Niet aan twijfelen, rockminnende dudes en dudettes, Danko Jones houdt powerrock springlevend. Al komen vroegere tijden nooit meer terug. De band heeft er weer goesting in, dat wel, maar het klinkt toch allemaal iets minder vlijmend en iets meer inwisselbaar.
De spil van het Canadese rockensemble is nog steeds podiumbeest en fulltime sympathiekerd Danko Jones en bassist John ‘JC’ Calabrese — toch al bijna twintig jaar ’s werelds rockpodia teisterend, en met hun zevende drummer, deze keer een zekere Rich Knox, zijn ze aan evenveel studioplaten toe.
Het nieuwe exploot van het trio bulkt en blaakt van energie, daar niet van, en is gelukkig minder slapjes dan het laatste wapenfeit Rock And Roll Is Black And Blue.
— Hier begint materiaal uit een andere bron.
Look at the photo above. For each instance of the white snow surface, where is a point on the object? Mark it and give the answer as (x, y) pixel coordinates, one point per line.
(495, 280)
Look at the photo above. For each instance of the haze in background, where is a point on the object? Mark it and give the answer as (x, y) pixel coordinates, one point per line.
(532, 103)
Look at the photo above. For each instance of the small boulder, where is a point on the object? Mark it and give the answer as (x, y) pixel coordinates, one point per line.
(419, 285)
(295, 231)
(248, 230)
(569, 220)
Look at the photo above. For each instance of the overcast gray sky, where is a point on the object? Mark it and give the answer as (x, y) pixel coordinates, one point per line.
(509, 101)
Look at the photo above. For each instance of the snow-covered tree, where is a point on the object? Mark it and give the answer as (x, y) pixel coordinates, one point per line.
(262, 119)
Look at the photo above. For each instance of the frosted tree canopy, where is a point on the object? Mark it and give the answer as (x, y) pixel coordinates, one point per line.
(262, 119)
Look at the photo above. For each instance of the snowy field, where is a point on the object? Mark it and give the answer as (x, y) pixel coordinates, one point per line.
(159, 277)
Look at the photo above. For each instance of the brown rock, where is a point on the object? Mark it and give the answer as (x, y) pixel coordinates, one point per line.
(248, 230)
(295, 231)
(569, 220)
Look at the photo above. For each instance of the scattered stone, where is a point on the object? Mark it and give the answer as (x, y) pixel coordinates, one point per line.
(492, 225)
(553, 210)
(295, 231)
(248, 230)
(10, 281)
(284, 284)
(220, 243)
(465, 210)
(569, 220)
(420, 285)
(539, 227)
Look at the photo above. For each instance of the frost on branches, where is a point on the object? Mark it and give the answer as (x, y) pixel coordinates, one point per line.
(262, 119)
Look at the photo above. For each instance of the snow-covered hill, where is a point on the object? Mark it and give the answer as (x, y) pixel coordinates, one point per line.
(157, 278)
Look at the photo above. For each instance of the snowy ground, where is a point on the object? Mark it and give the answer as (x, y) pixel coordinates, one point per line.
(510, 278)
Vooraan zitten een paar opduvels en wervelwinden als “The Twisting Knife” en “Body Bags”, geen tijd voor wissewasjes die de boel alleen maar ophouden dus, maar enkele van die rauwdouwers worden vaak ontsierd door gemakzuchtige whoawhoawhoawhoa’s en heyheyhey’s.
De band neemt in het middenstuk met nummers als “Do You Wanna Rock” en “Getting Into Drugs” wat gas terug, om dan weer vooruit te sjezen met behulp van het opgefokte, banjoachtige ritme van “Watch You Slide” en “Piranha”, de beste track: een vinnige schedelsplijter van een song over een fout wijf, maar tekstueel uiteraard niet zo diepzinnig als dat lied van de veel te vroeg van ons heengegane Bard van Wippelgem, met in de titel hetzelfde bijtgrage visje.
Want er wordt alweer niet uit Sein und Zeit geciteerd. “I smoked a joint for the very first time last night / it tasted great and I had me some wine / The walls kept shaking and the girls looked all right / The world was beautiful and people were nice”, dat is zowat de moeilijkheidsgraad van de songteksten. Luchthartige pensées over afgang en triomf in de liefde, aangevuld met tongue-in-cheek humor, ze zijn bij Jones ook hier nooit van de lucht.
Fire Music is alweer een samenraapsel van stevige rock en blues, deze keer geïnjecteerd met een flinke portie garagepunk van een band die zijn immense liefde voor Kiss, AC/DC, The Cult, The Misfits of Mötley Crüe maar al te graag tentoonspreidt. Helaas hoort de kritische luisteraar soms iets te vaak doorslagjes van vroegere, mindere songs, de riffs klinken al eens wat afgematter en dat durft al eens in krachteloos materiaal (het bluesy “I Will Break Your Heart”) te resulteren. Echt, echt spannende tracks — en dat is geen publiek geheim — wist Danko Jones nog te vervaardigen op de eerste platen Born A Lion en We Sweat Blood en ja, zelfs op Below The Belt (bewijs: de volmaakte rocksong “I Think Bad Thoughts”) van vijf jaar geleden.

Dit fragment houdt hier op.